Im currently overhauling the search architecture and am looking to classify my data into types, some of which will have subtypes. Upon investigation, it seems that I could create automatic lookups to classify most of my types/subtypes, except for classifying based on when
field!=value (I am unaware of a way to lookup something that doesn't exist). I could also use eventtypes to build all of the auto classification, which seem to be more flexible in terms of defining the data types (can use full search terms, not just matching key=value pairs).
Is it more efficient performance-wise to use lookup tables over eventtypes?
It seems that the lookup tables apply to only the sourcetype specified, while eventtypes would have to check every event regardless of sourcetype to see if there is a match. If I define an eventtype with some search terms and a sourcetype (e.g.
sourcetype=thislog foo=value), will Splunk only try to match assign that eventtype to the mentioned sourcetype? I read somewhere that there is at least SOME optimization for eventtypes, although it was not clearly documented or explained.
Also, what about using a calculated field to add classification data? how does that compare to eventtypes or lookups. My searches typically return around 1 million events, with occasional searches returning maybe 300 million events.
Lookups aren't preferable from a search performance point of view. To filter based on a lookup Splunk has to load events, add the lookup, and then filter. Slooooow!
Calculated fields are similarly bad, Splunk has to load events, calculate field, filter. Slooooow!
Eventtypes (and tags) differ in that they're just names for regular search language bits. As a result, Splunk can mostly filter stuff before loading the events. Vrooooom!
Thanks for the insight. I actually did some testing which confirms your points, I experienced more performance degradation with calculated fields and lookups as opposed to eventtypes. In the end, the best solution for me was a combination of eventtypes/tags and implementing lookup tables without automatic lookups. I setup a macro to easily add the lookup command manually so our system doesn't take the performance hit if I am returning tons of events with no need for the lookup table data.
Adding the lookup automatically isn't a great performance impact for reporting searches, ie ones that have a stats, chart, table, ... at the end.
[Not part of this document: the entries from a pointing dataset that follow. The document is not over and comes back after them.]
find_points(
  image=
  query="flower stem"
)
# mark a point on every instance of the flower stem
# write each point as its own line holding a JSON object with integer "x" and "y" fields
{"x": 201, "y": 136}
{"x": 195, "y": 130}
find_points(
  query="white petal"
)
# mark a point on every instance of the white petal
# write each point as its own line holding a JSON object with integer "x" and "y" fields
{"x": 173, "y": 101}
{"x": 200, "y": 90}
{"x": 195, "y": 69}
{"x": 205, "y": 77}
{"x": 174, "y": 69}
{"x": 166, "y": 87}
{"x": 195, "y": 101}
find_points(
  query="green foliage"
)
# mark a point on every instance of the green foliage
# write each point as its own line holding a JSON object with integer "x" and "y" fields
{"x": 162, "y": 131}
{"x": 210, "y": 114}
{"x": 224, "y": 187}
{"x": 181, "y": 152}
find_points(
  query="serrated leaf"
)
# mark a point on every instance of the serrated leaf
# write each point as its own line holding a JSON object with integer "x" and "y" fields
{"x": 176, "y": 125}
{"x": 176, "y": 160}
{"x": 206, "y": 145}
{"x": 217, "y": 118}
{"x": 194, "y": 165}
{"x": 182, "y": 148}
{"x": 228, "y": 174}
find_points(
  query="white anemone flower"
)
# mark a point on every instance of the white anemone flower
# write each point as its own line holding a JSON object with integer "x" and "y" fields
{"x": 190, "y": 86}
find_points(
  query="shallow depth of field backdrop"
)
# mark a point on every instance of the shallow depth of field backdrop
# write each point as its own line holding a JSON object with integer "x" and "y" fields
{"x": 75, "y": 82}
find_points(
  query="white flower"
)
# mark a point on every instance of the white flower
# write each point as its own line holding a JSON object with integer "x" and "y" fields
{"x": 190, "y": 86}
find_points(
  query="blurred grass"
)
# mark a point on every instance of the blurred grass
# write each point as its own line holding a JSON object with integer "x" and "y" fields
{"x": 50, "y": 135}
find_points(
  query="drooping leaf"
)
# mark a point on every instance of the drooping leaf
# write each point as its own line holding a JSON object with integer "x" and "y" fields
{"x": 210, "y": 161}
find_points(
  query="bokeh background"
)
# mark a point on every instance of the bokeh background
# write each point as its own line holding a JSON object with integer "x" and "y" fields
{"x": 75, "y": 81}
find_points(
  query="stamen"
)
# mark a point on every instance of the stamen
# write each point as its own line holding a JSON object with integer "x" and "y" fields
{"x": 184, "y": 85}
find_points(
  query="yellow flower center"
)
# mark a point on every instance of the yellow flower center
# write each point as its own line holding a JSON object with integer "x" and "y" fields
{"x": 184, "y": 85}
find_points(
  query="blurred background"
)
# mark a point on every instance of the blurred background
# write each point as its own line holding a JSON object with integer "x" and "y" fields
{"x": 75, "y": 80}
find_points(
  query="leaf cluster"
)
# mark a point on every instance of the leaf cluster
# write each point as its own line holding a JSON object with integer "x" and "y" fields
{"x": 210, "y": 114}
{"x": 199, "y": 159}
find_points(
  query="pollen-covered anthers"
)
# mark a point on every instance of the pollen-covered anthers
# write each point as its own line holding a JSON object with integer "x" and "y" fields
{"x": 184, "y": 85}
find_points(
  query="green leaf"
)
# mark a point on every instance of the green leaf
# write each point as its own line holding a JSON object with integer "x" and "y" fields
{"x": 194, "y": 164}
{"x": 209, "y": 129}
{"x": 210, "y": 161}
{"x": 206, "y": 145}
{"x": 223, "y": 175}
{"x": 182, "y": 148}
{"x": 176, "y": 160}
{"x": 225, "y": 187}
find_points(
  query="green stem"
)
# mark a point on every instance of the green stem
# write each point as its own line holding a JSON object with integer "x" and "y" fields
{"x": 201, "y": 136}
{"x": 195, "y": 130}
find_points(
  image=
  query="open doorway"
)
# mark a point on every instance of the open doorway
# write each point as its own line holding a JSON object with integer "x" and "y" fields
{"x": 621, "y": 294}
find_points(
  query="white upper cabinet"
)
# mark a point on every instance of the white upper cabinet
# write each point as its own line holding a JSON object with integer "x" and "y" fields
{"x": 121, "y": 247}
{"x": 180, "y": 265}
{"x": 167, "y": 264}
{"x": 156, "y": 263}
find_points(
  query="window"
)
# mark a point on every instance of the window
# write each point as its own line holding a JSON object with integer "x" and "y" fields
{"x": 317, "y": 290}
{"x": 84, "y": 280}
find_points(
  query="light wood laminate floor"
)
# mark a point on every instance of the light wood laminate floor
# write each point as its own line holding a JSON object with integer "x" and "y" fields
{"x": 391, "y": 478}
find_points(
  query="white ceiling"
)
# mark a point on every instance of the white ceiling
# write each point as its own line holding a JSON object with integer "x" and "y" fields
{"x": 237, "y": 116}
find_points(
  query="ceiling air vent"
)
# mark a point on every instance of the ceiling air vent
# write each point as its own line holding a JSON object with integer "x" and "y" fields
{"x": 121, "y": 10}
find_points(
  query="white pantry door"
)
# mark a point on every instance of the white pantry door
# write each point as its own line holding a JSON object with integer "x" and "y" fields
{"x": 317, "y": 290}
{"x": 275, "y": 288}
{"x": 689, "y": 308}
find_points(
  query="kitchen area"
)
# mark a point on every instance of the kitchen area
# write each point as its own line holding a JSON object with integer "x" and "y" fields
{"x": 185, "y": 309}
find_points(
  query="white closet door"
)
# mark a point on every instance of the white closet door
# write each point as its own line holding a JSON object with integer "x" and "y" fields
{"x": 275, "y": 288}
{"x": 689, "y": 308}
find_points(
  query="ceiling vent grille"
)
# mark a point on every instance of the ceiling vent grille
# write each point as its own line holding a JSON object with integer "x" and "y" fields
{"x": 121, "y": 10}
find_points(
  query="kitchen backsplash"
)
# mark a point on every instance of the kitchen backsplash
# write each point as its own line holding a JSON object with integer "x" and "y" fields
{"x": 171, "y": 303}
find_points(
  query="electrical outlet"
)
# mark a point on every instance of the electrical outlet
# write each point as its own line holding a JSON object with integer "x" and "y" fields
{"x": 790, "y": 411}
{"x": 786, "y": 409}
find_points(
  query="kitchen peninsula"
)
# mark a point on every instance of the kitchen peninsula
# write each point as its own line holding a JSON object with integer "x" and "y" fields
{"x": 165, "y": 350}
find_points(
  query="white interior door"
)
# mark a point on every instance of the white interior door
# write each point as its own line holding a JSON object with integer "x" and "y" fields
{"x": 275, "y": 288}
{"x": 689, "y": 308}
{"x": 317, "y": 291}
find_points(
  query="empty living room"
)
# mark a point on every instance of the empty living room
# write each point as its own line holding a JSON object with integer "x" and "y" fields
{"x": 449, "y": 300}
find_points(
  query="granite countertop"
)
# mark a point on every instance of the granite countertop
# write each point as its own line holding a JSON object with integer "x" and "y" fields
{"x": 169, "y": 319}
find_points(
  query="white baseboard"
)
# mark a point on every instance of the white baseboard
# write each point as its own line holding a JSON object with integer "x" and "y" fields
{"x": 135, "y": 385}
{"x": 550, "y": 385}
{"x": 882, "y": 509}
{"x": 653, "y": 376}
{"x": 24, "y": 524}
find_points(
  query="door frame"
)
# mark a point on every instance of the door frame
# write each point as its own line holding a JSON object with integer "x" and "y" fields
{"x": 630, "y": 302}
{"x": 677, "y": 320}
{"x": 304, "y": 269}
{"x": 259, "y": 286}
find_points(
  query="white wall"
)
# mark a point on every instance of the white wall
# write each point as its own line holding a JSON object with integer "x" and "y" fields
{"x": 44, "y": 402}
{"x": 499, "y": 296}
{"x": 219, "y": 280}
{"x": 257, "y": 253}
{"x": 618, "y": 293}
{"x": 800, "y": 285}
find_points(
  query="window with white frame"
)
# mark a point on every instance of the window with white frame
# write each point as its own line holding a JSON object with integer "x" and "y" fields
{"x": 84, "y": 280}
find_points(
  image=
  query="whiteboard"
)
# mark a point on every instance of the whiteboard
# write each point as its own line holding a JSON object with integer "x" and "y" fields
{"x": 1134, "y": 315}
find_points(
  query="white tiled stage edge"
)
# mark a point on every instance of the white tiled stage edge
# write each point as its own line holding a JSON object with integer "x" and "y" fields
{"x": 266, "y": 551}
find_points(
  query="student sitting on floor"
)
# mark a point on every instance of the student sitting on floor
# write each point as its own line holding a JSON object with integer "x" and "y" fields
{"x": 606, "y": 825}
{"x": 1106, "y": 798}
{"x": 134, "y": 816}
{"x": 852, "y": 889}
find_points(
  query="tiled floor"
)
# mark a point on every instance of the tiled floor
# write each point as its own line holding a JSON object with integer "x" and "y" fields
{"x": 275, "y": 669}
Splunk will only add the fields from the lookup if the reporting commands require the fields.
The performance impact comes in only if you filter by fields added by the lookup.
I would add here, that lookup tables can be helpful in speeding up searches when used as pre-filters e.g. like
[ |inputlookup myhostfilter | search myfiltercriteria=xyz | fields host ] index=blah
This may reduce disk i/o by a lot.
Splunk tries to do back-generation of the requisite terms via both calculated fields and lookups. It's much harder to do this for the generic calculated field case, but for lookups it's pretty easy. At search startup time, we traverse the table and do a reverse mapping of output terms to input terms, and use those to acquire the events.
As a result, lookups are frequently not actually slower than eventtypes and tags.
As a caveat, it's tricky to get the logic right in scripted lookups to ensure this happens efficiently. We need to create better examples.